It was never a question that I would one day be a Colorado Buffalo myself; just to share that indescribable connection of being a part of a dynasty without ever taking a snap on that field. THOSE were traditions. THAT was Colorado Football. Sure, the culture and dynamics are bound to change a little each season with every new coach and athlete that leaves their individual mark on the program, but the foundation that this organization was built upon stayed the same, and that is why we were great. That was why I bled black and gold.
Those days, Colorado Football had a steady, strong heartbeat. Today, it barely has a pulse. The walls have been repainted; wise words that players used to abide by are now covered by a meaningless “scorecard”, and pictures of former heroes and leaders of our once elite football program have been taken down from their rightful places throughout the office and team meeting rooms. "The Wall" boasts no victories of "big wins" over the last 4 seasons. Football, as CU fans had grown so accustomed to cherishing and supporting has ceased to exist in Boulder.
Dan Hawkins, although he acquired this program with the best of intentions, has led this team so far from the fundamentals it was built upon that it is longer recognizable.
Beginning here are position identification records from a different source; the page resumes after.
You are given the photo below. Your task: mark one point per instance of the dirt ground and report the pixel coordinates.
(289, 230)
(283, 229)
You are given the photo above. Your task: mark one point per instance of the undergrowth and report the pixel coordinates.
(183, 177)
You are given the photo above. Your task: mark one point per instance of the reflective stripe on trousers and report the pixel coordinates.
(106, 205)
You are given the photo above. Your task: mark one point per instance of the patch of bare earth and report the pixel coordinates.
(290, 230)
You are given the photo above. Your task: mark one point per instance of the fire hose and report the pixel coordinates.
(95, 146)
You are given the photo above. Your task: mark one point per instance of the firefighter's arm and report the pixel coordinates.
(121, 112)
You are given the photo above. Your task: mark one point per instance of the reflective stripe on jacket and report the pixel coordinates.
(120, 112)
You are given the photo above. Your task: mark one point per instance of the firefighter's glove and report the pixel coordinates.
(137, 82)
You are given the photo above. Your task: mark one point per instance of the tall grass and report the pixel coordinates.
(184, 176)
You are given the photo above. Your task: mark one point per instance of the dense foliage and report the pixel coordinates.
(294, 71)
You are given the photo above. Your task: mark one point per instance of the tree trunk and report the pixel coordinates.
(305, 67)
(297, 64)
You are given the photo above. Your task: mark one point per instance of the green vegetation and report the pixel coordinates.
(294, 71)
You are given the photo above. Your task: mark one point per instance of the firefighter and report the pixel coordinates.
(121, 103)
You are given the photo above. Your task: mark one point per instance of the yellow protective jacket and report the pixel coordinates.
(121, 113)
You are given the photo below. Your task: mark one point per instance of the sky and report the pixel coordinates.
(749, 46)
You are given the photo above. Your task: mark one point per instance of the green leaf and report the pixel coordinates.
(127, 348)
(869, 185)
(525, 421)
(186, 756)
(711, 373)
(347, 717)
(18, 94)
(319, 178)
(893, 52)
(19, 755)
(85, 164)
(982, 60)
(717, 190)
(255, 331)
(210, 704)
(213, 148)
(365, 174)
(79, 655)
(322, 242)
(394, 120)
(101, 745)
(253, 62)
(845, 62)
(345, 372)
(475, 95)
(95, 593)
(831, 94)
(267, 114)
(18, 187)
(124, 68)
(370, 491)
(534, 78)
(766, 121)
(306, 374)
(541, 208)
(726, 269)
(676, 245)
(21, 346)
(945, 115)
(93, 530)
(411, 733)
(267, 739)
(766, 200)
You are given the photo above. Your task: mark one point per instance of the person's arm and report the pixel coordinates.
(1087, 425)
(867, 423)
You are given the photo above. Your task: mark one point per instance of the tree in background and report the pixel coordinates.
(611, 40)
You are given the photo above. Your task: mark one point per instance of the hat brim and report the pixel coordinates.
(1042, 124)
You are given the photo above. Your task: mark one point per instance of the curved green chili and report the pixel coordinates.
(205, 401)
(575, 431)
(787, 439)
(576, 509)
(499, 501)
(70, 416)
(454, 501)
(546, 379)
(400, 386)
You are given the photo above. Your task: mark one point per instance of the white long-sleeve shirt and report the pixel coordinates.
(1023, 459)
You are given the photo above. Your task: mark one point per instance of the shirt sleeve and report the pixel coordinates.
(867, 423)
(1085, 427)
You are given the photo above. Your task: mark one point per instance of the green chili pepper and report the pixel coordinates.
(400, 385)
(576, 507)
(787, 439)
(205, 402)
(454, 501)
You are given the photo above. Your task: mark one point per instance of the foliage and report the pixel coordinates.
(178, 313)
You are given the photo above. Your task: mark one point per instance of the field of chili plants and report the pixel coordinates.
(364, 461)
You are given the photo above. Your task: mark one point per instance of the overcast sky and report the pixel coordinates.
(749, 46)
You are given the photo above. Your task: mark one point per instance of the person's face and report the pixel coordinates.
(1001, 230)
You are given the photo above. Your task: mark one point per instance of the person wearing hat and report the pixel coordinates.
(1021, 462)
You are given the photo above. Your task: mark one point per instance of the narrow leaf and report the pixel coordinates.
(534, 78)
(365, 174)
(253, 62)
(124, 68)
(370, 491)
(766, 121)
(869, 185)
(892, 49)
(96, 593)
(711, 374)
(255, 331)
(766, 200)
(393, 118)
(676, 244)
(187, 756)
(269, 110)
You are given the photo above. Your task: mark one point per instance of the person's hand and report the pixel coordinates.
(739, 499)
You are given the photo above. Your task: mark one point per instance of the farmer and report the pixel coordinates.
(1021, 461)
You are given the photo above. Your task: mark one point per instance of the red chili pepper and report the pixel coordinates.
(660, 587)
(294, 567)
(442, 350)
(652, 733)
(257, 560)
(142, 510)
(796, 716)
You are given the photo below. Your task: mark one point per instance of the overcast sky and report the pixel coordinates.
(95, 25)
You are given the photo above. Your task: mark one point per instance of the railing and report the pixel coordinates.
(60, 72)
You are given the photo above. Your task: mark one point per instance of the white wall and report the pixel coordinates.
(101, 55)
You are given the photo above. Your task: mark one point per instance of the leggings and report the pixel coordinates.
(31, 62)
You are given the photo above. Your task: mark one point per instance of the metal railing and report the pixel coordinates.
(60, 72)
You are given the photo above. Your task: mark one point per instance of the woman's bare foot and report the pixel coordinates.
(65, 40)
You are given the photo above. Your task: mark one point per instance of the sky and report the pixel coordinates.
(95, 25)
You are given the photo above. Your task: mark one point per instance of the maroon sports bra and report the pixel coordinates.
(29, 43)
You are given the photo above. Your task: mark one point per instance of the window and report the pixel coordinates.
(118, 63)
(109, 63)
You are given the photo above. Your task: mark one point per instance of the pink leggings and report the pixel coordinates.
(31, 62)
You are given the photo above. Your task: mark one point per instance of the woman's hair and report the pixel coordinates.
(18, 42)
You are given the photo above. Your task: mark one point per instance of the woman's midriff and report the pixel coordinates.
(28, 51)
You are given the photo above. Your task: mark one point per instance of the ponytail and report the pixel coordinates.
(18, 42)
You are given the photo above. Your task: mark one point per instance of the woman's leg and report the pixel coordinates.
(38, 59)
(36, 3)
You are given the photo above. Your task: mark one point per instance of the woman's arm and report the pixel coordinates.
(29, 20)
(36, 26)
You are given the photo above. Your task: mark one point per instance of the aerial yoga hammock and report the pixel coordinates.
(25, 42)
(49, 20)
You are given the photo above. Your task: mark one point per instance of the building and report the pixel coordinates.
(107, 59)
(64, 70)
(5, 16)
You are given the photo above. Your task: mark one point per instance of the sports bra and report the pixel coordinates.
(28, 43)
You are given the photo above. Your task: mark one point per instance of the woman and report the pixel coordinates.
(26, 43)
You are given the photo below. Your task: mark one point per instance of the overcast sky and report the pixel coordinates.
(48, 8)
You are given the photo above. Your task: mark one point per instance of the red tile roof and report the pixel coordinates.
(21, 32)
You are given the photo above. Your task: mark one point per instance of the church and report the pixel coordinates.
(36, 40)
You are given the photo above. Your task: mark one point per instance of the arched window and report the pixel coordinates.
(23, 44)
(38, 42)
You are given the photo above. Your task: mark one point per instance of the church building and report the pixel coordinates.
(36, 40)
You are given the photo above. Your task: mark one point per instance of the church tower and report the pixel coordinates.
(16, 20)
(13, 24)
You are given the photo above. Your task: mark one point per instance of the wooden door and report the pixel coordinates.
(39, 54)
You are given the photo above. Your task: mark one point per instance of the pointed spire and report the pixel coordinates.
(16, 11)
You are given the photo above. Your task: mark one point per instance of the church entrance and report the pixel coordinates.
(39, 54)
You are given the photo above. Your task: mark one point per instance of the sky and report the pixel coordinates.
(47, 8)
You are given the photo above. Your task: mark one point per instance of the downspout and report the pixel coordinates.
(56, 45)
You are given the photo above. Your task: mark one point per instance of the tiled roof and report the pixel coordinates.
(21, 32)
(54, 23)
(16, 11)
When one Buffalo strays from the herd, its chances of survival are slim to none; which is eerily prevalent as Dan Hawkins demonstrates on a much larger scale while he stampedes this team so far from its roots and tradition that it now faces unavoidable defeat. Instead of taking accountability for a losing season and letting us know how he intends to turn these losses around, he is holding press conferences and reading aloud letters from former Boise State players and friends about how he builds "great character" in young men, and all these losses can be accredited to nothing more than a bad hotel stay in an opposing team's home town.... and their loud fans. The fault is not with our talented young athletes, their character, or the team travel, rather with the lack of leadership of Dan Hawkins and his undeniable inability to comprehend how to not only recognize and harness those raw skills in each individual, but also motivate and inspire each individual, and ultimately convert that talent and drive to one cohesive success on the football field so their greater efforts comprise a team that is capable of excelling at the D-1 level. I’m not ignoring the success he had at Boise State, but this is Big 12 football; or at least it used to be.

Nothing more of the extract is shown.